The tale starts last November, when Florida Highway Patrol trooper Charles Swindle stopped state Rep. Charles McBurney, R-Jacksonville, for doing 87 mph in a 70 mph zone. McBurney was driving a Toyota with a license plate identifying him as a state lawmaker; after checking with his sergeant, Swindle told McBurney "I'm cutting you a break" and cited him only for lacking proof of insurance — a $10 ticket rather than a $280 one that McBurney could have faced.

According to Florida state investigators, Swindle did the same for another driver he pulled over at the same time, telling his dispatcher “I’m going to write (McBurney) a warning and be nice; I’m going to stroke him ’cause I didn’t see his insurance card."

But the episode bothered McBurney (who denied going 87 mph) so much that he wrote to Swindle's superiors on legislature letterhead, complaining that Swindle was favoring state officials. "If those who enforce our laws fail to meet the highest ethical standards, there is erosion of that confidence," McBurney wrote. "I am concerned that as Trooper Swindle acted in such fashion to me, that he would do so to any law-abiding citizen of our state."

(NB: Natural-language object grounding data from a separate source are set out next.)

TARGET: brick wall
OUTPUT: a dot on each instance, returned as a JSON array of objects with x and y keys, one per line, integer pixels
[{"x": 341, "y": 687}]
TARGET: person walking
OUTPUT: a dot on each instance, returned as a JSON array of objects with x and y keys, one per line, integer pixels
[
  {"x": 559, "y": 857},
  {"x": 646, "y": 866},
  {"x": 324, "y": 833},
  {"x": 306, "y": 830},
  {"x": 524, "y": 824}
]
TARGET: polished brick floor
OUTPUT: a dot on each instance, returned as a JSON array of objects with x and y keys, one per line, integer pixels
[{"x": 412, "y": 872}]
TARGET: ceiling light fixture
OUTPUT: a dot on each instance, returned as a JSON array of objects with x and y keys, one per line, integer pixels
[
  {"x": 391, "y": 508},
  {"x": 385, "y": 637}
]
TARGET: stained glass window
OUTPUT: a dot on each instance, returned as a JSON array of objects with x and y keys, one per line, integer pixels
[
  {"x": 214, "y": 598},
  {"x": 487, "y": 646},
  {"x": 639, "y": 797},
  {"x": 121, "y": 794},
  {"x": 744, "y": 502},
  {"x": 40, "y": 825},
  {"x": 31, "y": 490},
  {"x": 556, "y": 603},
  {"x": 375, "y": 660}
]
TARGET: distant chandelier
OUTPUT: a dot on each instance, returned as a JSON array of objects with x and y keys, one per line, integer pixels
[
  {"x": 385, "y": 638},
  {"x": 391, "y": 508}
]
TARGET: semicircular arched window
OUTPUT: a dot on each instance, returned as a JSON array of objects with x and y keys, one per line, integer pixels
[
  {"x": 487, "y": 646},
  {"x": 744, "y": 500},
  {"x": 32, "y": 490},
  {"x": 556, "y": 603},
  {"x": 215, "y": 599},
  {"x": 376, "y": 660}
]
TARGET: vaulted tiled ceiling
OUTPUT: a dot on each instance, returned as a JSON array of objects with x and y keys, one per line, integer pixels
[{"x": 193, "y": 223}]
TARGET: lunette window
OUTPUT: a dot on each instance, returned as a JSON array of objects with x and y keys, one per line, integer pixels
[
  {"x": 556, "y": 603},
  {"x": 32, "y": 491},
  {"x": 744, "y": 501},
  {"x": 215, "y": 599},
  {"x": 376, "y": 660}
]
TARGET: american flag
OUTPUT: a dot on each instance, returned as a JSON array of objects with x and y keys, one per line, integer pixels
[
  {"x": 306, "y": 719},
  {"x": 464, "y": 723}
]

That letter launched an internal investigation, and two weeks ago, Swindle was fired for "conduct unbecoming a public employee." And now Swindle and his attorney have appealed his dismissal, contending the Florida Highway Patrol has an unwritten policy of letting state lawmakers off easy at traffic stops to avoid trouble come budget-writing time. The FHP denies that's the case, and has speeding tickets written to several lawmakers over the past few years to show it.

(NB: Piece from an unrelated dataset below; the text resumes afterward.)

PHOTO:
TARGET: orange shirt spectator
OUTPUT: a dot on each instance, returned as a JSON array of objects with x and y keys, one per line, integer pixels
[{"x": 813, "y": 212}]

All of this falls into that rubric so often heard in these situations of "just doing my job." Swindle clearly believed he was supposed to treat some drivers differently than others, a discretion granted most traffic enforcers who aren't robotic cameras. McBurney sees part of his job to fight the appearance of corruption, even if it leads to an officer's firing. And Florida officials think they have no choice but to deny the existence of a caste system on public roads that favor some drivers over others, despite providing license plates for lawmakers and others that double as donations to Police Activity League charities. To paraphrase Upton Sinclair, it's hard to get people to understand something when their salary depends on not understanding it.